The finding that ETV6-RUNX1 alone is not sufficient for leukemic transformation is consistent with previous findings that only about 1% of newborns carrying a significant level of preleukemic clones with ETV6-RUNX1 actually develop leukemia.⁶  This low frequency of leukemic development on the basis of ETV6-RUNX1 seems to contrast the 10- to 15-fold higher frequency of concordant twins with ETV6-RUNX1 ALL (10%-15%). One likely explanation for this seeming discrepancy is based on the fact that monozygotic twins share any genetic risk factors that may predispose to leukemia. Three predisposing genetic variants at 7p12.2, 10q21.2, and 14q11.2 were recently identified in genome-wide association studies⁷ ; however, whether and how such predisposing factors cooperate with ETV6-RUNX1 remains to be elucidated.
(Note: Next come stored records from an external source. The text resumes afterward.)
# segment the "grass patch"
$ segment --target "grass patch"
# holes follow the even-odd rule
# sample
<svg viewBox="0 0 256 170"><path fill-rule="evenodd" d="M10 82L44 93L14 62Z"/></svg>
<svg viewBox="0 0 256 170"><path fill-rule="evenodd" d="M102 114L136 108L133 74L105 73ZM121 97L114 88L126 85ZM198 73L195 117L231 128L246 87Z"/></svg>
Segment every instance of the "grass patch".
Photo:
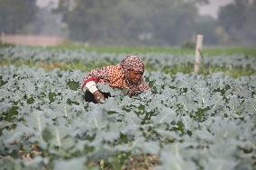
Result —
<svg viewBox="0 0 256 170"><path fill-rule="evenodd" d="M164 53L173 55L194 55L195 49L181 47L151 47L151 46L90 46L87 43L76 43L65 41L57 47L50 47L51 49L87 49L89 52L98 53L114 53L114 54L148 54L148 53ZM204 47L202 50L205 56L220 55L243 55L248 57L256 57L256 47Z"/></svg>
<svg viewBox="0 0 256 170"><path fill-rule="evenodd" d="M93 61L88 64L84 64L79 61L72 62L72 63L65 63L65 62L42 62L42 61L32 61L32 60L1 60L0 66L5 65L14 65L16 67L20 66L29 66L31 67L41 67L45 70L52 70L54 68L59 68L63 70L72 71L74 69L79 69L84 72L90 72L92 69L102 67L105 66L114 65L115 63L112 63L110 61ZM146 71L160 71L164 72L168 75L176 75L177 73L184 73L189 74L193 72L194 65L192 63L185 63L180 65L175 65L172 67L165 66L162 68L156 67L151 64L145 63L145 70ZM215 72L224 72L225 75L230 76L232 77L239 77L243 76L254 75L255 70L251 68L245 68L242 67L219 67L219 66L208 66L200 67L199 74L204 76L209 75Z"/></svg>

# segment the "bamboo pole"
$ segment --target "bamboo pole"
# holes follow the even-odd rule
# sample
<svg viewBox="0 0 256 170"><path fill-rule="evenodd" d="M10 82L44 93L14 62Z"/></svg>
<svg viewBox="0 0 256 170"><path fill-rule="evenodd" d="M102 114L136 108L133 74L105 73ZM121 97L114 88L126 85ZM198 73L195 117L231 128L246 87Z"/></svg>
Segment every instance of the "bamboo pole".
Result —
<svg viewBox="0 0 256 170"><path fill-rule="evenodd" d="M194 65L194 72L198 73L201 64L201 51L203 46L203 39L204 36L201 34L197 35L197 45L196 45L196 54L195 54L195 65Z"/></svg>
<svg viewBox="0 0 256 170"><path fill-rule="evenodd" d="M1 32L1 42L2 44L5 44L5 32L4 31Z"/></svg>

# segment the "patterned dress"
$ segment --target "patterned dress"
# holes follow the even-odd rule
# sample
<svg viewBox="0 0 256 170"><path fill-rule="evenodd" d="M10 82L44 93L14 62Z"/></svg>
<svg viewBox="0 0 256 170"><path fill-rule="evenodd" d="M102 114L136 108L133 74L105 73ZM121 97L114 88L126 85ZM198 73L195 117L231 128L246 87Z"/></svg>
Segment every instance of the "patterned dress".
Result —
<svg viewBox="0 0 256 170"><path fill-rule="evenodd" d="M94 69L83 78L81 88L90 81L96 83L107 83L112 87L129 89L128 95L133 96L142 92L150 90L149 85L143 80L138 84L129 81L129 71L144 72L144 64L137 56L127 56L115 66L107 66Z"/></svg>

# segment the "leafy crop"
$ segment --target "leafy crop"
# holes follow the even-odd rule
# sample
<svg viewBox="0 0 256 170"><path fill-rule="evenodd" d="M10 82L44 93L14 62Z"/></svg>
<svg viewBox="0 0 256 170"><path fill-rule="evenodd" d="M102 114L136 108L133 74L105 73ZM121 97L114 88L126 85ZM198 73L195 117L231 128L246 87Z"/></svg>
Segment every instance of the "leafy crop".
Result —
<svg viewBox="0 0 256 170"><path fill-rule="evenodd" d="M27 55L18 50L17 58ZM76 54L69 54L71 60ZM148 62L151 57L145 56ZM31 55L38 58L69 59L48 51ZM159 60L155 67L179 62ZM252 67L255 60L240 64ZM95 104L82 99L84 74L1 67L1 168L89 169L105 162L121 169L129 157L150 154L159 157L158 170L255 169L255 75L234 79L222 73L146 72L151 92L130 98L100 85L113 97ZM90 165L94 161L100 164Z"/></svg>

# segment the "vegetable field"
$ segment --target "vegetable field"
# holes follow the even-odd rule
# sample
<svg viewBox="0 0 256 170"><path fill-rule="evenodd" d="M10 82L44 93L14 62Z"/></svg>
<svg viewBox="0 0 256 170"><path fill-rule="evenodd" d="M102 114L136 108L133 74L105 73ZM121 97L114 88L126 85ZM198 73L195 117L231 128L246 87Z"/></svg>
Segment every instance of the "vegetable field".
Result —
<svg viewBox="0 0 256 170"><path fill-rule="evenodd" d="M86 72L124 54L0 49L0 169L256 168L256 58L148 53L151 91L87 103ZM51 66L51 67L47 67Z"/></svg>

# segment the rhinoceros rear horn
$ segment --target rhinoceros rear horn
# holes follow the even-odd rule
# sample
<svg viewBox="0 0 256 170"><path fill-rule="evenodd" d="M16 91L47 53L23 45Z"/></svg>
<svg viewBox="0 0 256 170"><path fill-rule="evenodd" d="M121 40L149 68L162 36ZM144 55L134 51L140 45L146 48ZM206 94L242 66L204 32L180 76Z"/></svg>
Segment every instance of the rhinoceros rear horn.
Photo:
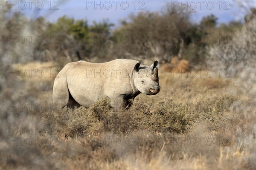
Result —
<svg viewBox="0 0 256 170"><path fill-rule="evenodd" d="M138 62L137 64L135 65L134 66L134 70L136 72L139 72L139 69L140 69L140 62Z"/></svg>
<svg viewBox="0 0 256 170"><path fill-rule="evenodd" d="M158 68L159 66L159 63L157 61L155 61L151 66L153 69L153 74L151 76L151 79L153 82L157 82L158 81Z"/></svg>

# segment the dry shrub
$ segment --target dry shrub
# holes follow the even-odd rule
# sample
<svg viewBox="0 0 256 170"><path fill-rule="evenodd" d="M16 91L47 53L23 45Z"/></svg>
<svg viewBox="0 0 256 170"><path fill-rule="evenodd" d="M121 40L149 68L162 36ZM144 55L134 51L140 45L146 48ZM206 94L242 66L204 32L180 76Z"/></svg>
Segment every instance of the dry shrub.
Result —
<svg viewBox="0 0 256 170"><path fill-rule="evenodd" d="M179 72L184 73L188 71L189 68L189 61L186 60L182 59L177 64L177 65L174 68Z"/></svg>
<svg viewBox="0 0 256 170"><path fill-rule="evenodd" d="M176 73L184 73L188 71L189 68L189 61L184 59L179 61L176 57L172 58L170 63L164 63L161 65L159 69L160 71L172 72L174 70Z"/></svg>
In addition, the mechanism(s) that drive the evolution of preleukemic clones are currently not known. Recent work implicated the B cell–specific immunoglobulin hypermutation enzyme AID in clonal evolution of certain ALL subtypes.⁸  In addition, the RAG1 and RAG2 enzymes not only mediate V(D)J recombination of immunoglobulin gene segments but also cooperate with AID in the acquisition of chromosomal rearrangements, which may also drive clonal evolution of ALL.⁹  This raises the intriguing possibility that key mechanisms of genetic diversification in adaptive immune responses, namely RAG1/2-dependent V(D)J recombination and AID-dependent hypermutation, drive clonal evolution of ALL. Fifty years ago, Frank Macfarlane Burnet and others first applied Darwin's selection theory to the clonal evolution of adaptive immune responses.¹⁰  The study by Bateman et al adds to the emerging scenario that the same mechanisms may be active in the natural history of ALL.